Os dois estão presentes na CPI da Pedofilia, uma das mais polêmicas e esperadas em níveis nacionais, problemas que existe no Brasil há séculos. Em termos gerais a questão da família sempre esteve envolvida no discurso político dos integrantes

Quando perguntado se a homossexualidade afeta os padrões da família, Kiko respondeu ser contra qualquer tipo de homofobia ou discriminação. Porém, fez questão de frisar que gostaria que existisse maior respeito pelos valores e tem postura contrária a qualquer tipo de apologia. Não se pode ignorar o fato de que ele fez referência ao polêmico discurso anti-homofobia que realizou no MEC, com teores impróprios para a postura paramentar.

Mesmo com as polêmicas e vida sobrecarregada na política Kiko diz que as obrigações com a banda contínua, porém, fez questão de ressaltar não misturar temas polêmicos de política nas músicas, ou seja, não vai mudar o estilo de pop romântico inclusive no teor das letras por causa da inclusão à política.

KLB: Celebridade Na Política

As personalidades da política brasileira do passado deram lugar para as celebridades contemporâneas. Tiririca vence eleições na primeira posição, Romário lidera atos reivindicativos, Leandro e Kiko emergem na política de São Paulo.

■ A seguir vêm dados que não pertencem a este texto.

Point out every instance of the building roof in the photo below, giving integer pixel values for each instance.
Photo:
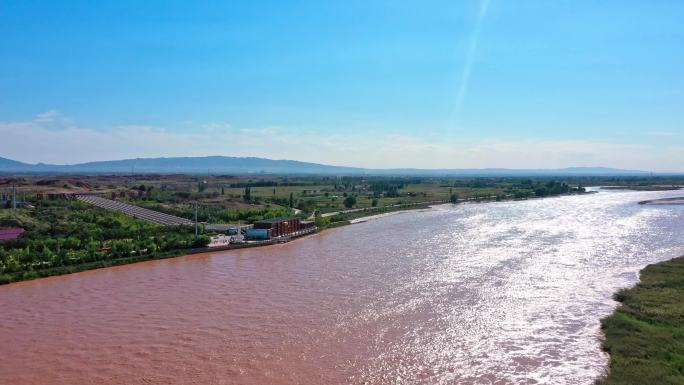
(276, 220)
(11, 233)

Quem foi adolescente na primeira metade da primeira década do século XXI teve parte da vida marcada por canções do KLB, gostando ou não do estilo da música.

Conquistaram sucesso explosivo e a independência financeira de maneira rápida. Afinal, eles venderam 05 milhões de álbuns vendidos, fora a quantidade negociada no mercado informal. O irmão restante não ficou com os braços cruzados e começou a explorar outro tipo de carreira dentro do MMA.

Em entrevista exclusiva realizada ao programa “De Frente com Gabi”, no SBT (Sistema Brasileiro de Televisão), Leandro revelou fatores que o levou a seguir dentro da carreira política mesmo com o amplo sucesso conquistado no KLB.

Diz ele que pensou usar tudo o que conquistou na carreira musical sob a ótica do lado social. Reafirmou os laços e compromissos com a família e as causas em favor de maior justiça para crianças pobres.

Na crítica o assunto é efervescente. Parte aponta que personalidades populares e sem preparo político no poder podem gerar estragos. Outros pensadores dizem que existem questões além de teoria dentro da política e que a eleição de artistas representa o desejo explícito da própria população.